Celeriac is not one of our more popular vegetables, perhaps because it resembles an unwashed horseradish root. Yet beneath its unattractive, unglamorous shell lies a flavorful, crisp, cream-colored, smooth-textured flesh that tastes like celery. It can be used raw in fresh salads or as a cooked vegetable and it is an important ingredient in soups. While it is not much of a seller in the United States, it is very popular in northern Europe. Here at home, fresh celeriac is available every month but June and July.

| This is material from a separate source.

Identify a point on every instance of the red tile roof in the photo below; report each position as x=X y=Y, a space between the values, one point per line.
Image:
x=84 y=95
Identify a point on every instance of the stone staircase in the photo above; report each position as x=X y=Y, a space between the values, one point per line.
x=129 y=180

When harvested, celeriac looks like coarse green celery attached to a rough-looking bulbous root. In late summer and early fall it comes to market usually tied in bunches that have three knobs and with the celerylike greens attached. The greens are too coarse to use raw as table celery, but if they are fresh and have not begun to yellow, they make a fine soup green. After the first frost, the celeriac is shipped to market minus the greens and sold as a root vegetable by the pound.

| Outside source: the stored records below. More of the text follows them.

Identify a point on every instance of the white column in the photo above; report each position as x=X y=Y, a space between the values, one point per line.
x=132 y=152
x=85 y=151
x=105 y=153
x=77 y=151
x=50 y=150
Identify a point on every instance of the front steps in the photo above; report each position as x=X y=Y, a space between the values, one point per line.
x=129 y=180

Select firm medium-sized knobs; small ones have too much waste when peeled and large knobs are apt to be hollow or woody. Pressure on any darker areas of the skin will expose decay that otherwise might be hidden by the rough exterior.
When served raw, the exposed flesh tends to discolor. The discoloration can be retarded by adding a few drops of vinegar or lemon juice. When cooking celeriac, they will be easier to peel after they have been boiled.
Celeriac is a close relative of celery but has an enlarged, edible root. The plant tolerates heavier soil but well drained soil is preferred. Seed can be started early indoors with 3 inch seedlings ready for outdoor planting. Seed may be sown outdoors in early to mid-April. Sow seed 1/2 inch deep then thin or set plants at 4 to 6 inch spacings in rows 18 to 24 inches apart. Blanching is not needed. As the roots enlarge, remove the lateral roots close to the top of the crown. This improves root quality.
Harvest as soon as the roots are large enough.